Of course, if only the founding companies join and only make their initial commitments to hire five a year, the initiative won’t do much to close the workforce gap. Alex Niejelow, senior vice president at Mastercard (and a former White House colleague of Rob Knake’s), who helped shape the initiative with Banga, hopes the program will grow rapidly. “We have three massive technology-enabled companies that are leading this initiative. We expect the rest of the market will follow,” says Niejelow. “Every company is facing this crisis.”
We applaud private sector efforts like this, but ultimately believe that government is likely to need to do two things. First, it needs to nudge the market away from requiring undergraduate degrees to get into the field and instead create pathways for professionals later in their careers. Today, many if not most of the best people we know working in even the most technical areas of cybersecurity do not have undergraduate degrees in computer science. If the national security of the United States requires college freshmen to make good decisions about their career prospects, we are likely doomed. Thus, we think an intensive boot-camp program like what DiGiovanni pioneered is likely a better pathway into the field than emphasizing formal education. Second, government may need to subsidize private companies to provide apprenticeships, as the federal government alone is not likely to be able to provide enough meaningful initial positions.
Of course, risk is inherent to the approach that we have outlined. We might train hundreds of thousands of people in cybersecurity only to have them replaced by robots.
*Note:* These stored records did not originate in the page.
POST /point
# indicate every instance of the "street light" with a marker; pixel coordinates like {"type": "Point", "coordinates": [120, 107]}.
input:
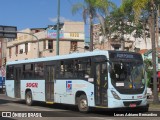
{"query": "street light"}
{"type": "Point", "coordinates": [13, 32]}
{"type": "Point", "coordinates": [57, 41]}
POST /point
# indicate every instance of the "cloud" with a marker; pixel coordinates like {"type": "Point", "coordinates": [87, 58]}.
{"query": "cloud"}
{"type": "Point", "coordinates": [62, 19]}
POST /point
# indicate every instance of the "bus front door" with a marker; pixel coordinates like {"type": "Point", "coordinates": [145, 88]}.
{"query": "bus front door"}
{"type": "Point", "coordinates": [49, 80]}
{"type": "Point", "coordinates": [17, 82]}
{"type": "Point", "coordinates": [101, 84]}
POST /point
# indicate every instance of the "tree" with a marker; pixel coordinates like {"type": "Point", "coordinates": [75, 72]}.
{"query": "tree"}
{"type": "Point", "coordinates": [138, 6]}
{"type": "Point", "coordinates": [91, 8]}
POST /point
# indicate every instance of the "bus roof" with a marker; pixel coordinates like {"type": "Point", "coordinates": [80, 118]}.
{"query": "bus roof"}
{"type": "Point", "coordinates": [60, 57]}
{"type": "Point", "coordinates": [68, 56]}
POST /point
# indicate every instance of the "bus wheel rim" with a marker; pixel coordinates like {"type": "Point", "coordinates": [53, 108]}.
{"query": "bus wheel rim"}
{"type": "Point", "coordinates": [83, 104]}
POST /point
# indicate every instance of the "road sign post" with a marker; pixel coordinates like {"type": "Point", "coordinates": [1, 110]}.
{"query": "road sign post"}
{"type": "Point", "coordinates": [7, 32]}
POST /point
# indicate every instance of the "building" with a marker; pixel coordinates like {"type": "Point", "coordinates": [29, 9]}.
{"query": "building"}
{"type": "Point", "coordinates": [41, 42]}
{"type": "Point", "coordinates": [113, 42]}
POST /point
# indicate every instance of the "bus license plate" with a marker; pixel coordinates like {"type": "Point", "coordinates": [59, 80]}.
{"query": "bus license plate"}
{"type": "Point", "coordinates": [132, 105]}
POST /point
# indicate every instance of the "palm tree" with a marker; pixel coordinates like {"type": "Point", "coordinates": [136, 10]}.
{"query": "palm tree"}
{"type": "Point", "coordinates": [138, 5]}
{"type": "Point", "coordinates": [90, 9]}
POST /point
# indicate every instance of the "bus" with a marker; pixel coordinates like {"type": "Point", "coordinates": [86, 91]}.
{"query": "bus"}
{"type": "Point", "coordinates": [98, 79]}
{"type": "Point", "coordinates": [2, 83]}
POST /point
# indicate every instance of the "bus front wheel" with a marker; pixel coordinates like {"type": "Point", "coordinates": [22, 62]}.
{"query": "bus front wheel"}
{"type": "Point", "coordinates": [29, 100]}
{"type": "Point", "coordinates": [83, 104]}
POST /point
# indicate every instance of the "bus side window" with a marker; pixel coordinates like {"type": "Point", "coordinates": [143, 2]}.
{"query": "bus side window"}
{"type": "Point", "coordinates": [10, 71]}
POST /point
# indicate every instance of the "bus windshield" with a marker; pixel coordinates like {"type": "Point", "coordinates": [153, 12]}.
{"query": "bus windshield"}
{"type": "Point", "coordinates": [127, 74]}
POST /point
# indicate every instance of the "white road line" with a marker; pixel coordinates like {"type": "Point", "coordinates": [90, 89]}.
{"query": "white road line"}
{"type": "Point", "coordinates": [35, 107]}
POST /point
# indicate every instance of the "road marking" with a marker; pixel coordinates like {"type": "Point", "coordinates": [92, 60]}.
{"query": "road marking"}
{"type": "Point", "coordinates": [36, 107]}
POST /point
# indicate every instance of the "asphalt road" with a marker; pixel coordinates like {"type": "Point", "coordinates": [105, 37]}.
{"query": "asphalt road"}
{"type": "Point", "coordinates": [44, 111]}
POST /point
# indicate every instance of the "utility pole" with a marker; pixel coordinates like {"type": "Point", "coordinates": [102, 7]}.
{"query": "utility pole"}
{"type": "Point", "coordinates": [57, 41]}
{"type": "Point", "coordinates": [155, 92]}
{"type": "Point", "coordinates": [157, 28]}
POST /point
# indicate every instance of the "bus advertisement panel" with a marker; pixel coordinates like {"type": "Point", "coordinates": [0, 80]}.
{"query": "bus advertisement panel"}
{"type": "Point", "coordinates": [103, 79]}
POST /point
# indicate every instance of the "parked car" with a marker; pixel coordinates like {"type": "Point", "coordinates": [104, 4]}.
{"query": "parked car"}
{"type": "Point", "coordinates": [149, 93]}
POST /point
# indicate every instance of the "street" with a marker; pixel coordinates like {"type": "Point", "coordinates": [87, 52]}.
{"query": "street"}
{"type": "Point", "coordinates": [58, 112]}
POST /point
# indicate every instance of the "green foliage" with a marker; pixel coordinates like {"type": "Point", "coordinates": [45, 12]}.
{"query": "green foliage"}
{"type": "Point", "coordinates": [148, 64]}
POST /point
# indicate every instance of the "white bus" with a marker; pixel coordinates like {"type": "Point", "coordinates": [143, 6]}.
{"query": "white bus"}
{"type": "Point", "coordinates": [107, 79]}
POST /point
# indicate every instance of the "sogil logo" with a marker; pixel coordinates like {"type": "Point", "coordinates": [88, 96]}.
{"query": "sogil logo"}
{"type": "Point", "coordinates": [68, 86]}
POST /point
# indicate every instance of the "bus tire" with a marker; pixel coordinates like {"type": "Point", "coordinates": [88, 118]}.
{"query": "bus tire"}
{"type": "Point", "coordinates": [28, 98]}
{"type": "Point", "coordinates": [83, 104]}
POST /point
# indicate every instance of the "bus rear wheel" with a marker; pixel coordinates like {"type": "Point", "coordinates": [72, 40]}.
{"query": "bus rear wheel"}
{"type": "Point", "coordinates": [83, 104]}
{"type": "Point", "coordinates": [28, 98]}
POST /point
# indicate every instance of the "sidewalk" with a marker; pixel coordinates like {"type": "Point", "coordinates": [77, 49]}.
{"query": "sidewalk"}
{"type": "Point", "coordinates": [152, 106]}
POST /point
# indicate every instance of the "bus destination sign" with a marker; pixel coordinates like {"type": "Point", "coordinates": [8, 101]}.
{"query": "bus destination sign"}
{"type": "Point", "coordinates": [124, 55]}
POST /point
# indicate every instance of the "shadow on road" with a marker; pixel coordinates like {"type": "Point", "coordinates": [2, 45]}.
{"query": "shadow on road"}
{"type": "Point", "coordinates": [6, 118]}
{"type": "Point", "coordinates": [72, 111]}
{"type": "Point", "coordinates": [2, 101]}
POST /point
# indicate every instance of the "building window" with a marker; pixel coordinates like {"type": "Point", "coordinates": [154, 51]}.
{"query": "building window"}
{"type": "Point", "coordinates": [26, 48]}
{"type": "Point", "coordinates": [44, 44]}
{"type": "Point", "coordinates": [16, 49]}
{"type": "Point", "coordinates": [73, 45]}
{"type": "Point", "coordinates": [10, 52]}
{"type": "Point", "coordinates": [50, 44]}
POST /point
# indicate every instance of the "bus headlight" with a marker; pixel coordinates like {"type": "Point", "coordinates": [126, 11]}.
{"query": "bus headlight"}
{"type": "Point", "coordinates": [115, 95]}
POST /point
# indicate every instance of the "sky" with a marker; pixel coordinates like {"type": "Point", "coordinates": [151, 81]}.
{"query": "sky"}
{"type": "Point", "coordinates": [37, 13]}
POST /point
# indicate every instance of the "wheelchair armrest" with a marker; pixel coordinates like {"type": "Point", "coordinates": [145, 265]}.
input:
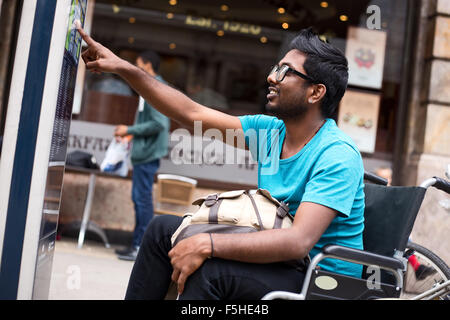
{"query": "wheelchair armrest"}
{"type": "Point", "coordinates": [362, 257]}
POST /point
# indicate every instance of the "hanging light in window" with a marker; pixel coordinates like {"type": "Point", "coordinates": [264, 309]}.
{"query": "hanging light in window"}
{"type": "Point", "coordinates": [116, 8]}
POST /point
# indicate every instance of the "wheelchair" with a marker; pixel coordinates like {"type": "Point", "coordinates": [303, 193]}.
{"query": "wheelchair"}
{"type": "Point", "coordinates": [389, 216]}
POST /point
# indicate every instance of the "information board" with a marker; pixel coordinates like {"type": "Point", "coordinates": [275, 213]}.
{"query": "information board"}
{"type": "Point", "coordinates": [58, 150]}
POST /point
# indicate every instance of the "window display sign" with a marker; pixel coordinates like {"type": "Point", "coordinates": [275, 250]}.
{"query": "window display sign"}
{"type": "Point", "coordinates": [365, 52]}
{"type": "Point", "coordinates": [358, 117]}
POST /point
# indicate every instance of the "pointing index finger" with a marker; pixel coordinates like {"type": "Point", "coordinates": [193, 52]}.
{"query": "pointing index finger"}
{"type": "Point", "coordinates": [83, 34]}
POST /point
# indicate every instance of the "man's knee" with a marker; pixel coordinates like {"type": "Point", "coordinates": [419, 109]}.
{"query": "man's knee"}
{"type": "Point", "coordinates": [161, 226]}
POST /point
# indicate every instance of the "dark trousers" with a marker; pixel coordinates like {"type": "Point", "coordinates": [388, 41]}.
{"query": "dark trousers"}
{"type": "Point", "coordinates": [215, 279]}
{"type": "Point", "coordinates": [141, 194]}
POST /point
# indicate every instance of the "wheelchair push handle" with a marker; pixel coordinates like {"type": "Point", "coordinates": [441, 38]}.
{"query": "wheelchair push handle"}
{"type": "Point", "coordinates": [374, 178]}
{"type": "Point", "coordinates": [442, 184]}
{"type": "Point", "coordinates": [438, 183]}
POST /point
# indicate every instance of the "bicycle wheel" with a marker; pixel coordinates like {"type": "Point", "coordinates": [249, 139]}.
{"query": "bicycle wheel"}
{"type": "Point", "coordinates": [414, 285]}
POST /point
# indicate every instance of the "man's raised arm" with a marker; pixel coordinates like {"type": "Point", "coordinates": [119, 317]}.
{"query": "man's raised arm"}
{"type": "Point", "coordinates": [169, 101]}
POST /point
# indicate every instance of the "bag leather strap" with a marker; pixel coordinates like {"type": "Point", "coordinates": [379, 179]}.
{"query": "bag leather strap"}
{"type": "Point", "coordinates": [256, 210]}
{"type": "Point", "coordinates": [282, 211]}
{"type": "Point", "coordinates": [213, 202]}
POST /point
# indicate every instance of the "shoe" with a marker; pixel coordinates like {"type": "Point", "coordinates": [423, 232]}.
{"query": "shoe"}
{"type": "Point", "coordinates": [129, 255]}
{"type": "Point", "coordinates": [124, 251]}
{"type": "Point", "coordinates": [423, 272]}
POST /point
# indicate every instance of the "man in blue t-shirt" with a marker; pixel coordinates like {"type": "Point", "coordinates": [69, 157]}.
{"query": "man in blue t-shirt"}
{"type": "Point", "coordinates": [303, 159]}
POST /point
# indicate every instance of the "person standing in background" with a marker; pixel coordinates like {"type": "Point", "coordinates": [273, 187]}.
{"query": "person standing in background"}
{"type": "Point", "coordinates": [150, 134]}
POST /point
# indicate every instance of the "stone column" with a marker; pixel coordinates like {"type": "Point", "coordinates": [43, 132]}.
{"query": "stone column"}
{"type": "Point", "coordinates": [429, 141]}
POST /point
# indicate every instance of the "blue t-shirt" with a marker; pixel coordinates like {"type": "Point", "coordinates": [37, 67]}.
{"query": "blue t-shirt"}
{"type": "Point", "coordinates": [328, 171]}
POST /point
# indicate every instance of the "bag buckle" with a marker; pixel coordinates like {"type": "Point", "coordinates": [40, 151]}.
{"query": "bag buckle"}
{"type": "Point", "coordinates": [282, 210]}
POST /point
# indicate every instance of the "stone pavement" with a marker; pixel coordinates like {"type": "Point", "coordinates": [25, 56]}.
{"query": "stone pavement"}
{"type": "Point", "coordinates": [90, 273]}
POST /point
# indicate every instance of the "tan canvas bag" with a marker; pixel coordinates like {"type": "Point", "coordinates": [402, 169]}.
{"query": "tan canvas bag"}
{"type": "Point", "coordinates": [240, 211]}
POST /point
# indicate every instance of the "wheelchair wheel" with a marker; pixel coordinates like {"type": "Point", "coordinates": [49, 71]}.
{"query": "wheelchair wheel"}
{"type": "Point", "coordinates": [437, 272]}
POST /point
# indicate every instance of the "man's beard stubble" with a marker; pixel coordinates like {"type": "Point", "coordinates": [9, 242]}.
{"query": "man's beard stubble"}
{"type": "Point", "coordinates": [288, 111]}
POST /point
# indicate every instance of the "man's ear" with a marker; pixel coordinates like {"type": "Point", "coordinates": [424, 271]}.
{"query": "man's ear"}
{"type": "Point", "coordinates": [317, 93]}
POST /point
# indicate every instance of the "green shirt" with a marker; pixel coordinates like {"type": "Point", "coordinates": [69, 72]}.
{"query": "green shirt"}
{"type": "Point", "coordinates": [150, 135]}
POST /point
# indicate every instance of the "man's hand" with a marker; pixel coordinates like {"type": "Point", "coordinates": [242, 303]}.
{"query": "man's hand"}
{"type": "Point", "coordinates": [97, 57]}
{"type": "Point", "coordinates": [187, 256]}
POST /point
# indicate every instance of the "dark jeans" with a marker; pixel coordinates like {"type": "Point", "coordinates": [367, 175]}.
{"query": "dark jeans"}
{"type": "Point", "coordinates": [215, 279]}
{"type": "Point", "coordinates": [141, 194]}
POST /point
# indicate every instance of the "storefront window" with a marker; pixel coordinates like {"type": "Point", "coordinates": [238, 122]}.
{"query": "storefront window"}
{"type": "Point", "coordinates": [220, 52]}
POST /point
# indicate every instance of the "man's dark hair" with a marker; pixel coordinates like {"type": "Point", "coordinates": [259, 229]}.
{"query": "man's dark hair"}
{"type": "Point", "coordinates": [152, 57]}
{"type": "Point", "coordinates": [325, 64]}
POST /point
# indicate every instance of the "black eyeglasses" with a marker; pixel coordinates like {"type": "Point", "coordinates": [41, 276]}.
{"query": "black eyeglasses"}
{"type": "Point", "coordinates": [284, 69]}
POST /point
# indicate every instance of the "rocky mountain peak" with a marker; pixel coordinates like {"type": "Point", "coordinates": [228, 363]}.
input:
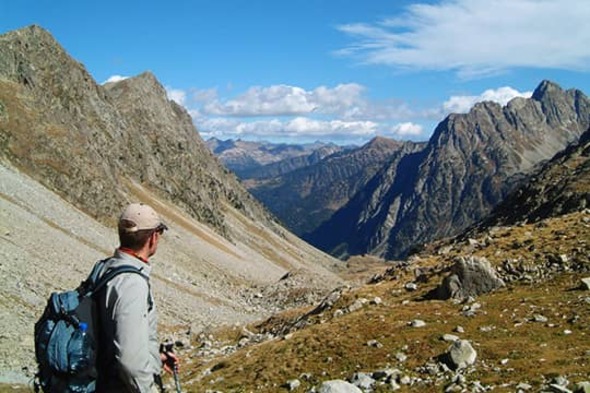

Artificial intelligence is making gains in automating some of the entry-level tasks that Tier 1 analysts do, like being “the eyes on the glass” in the Security Operations Center (SOC). Indeed, it’s possible that in a decade or two, the cybersecurity workforce may actually shrink. Given that Apple, Google, and Amazon have invested billions of dollars in digital home assistants that still can’t compose a grocery list, we think the point at which trained cybersecurity professionals are going to be looking for jobs is pretty far off.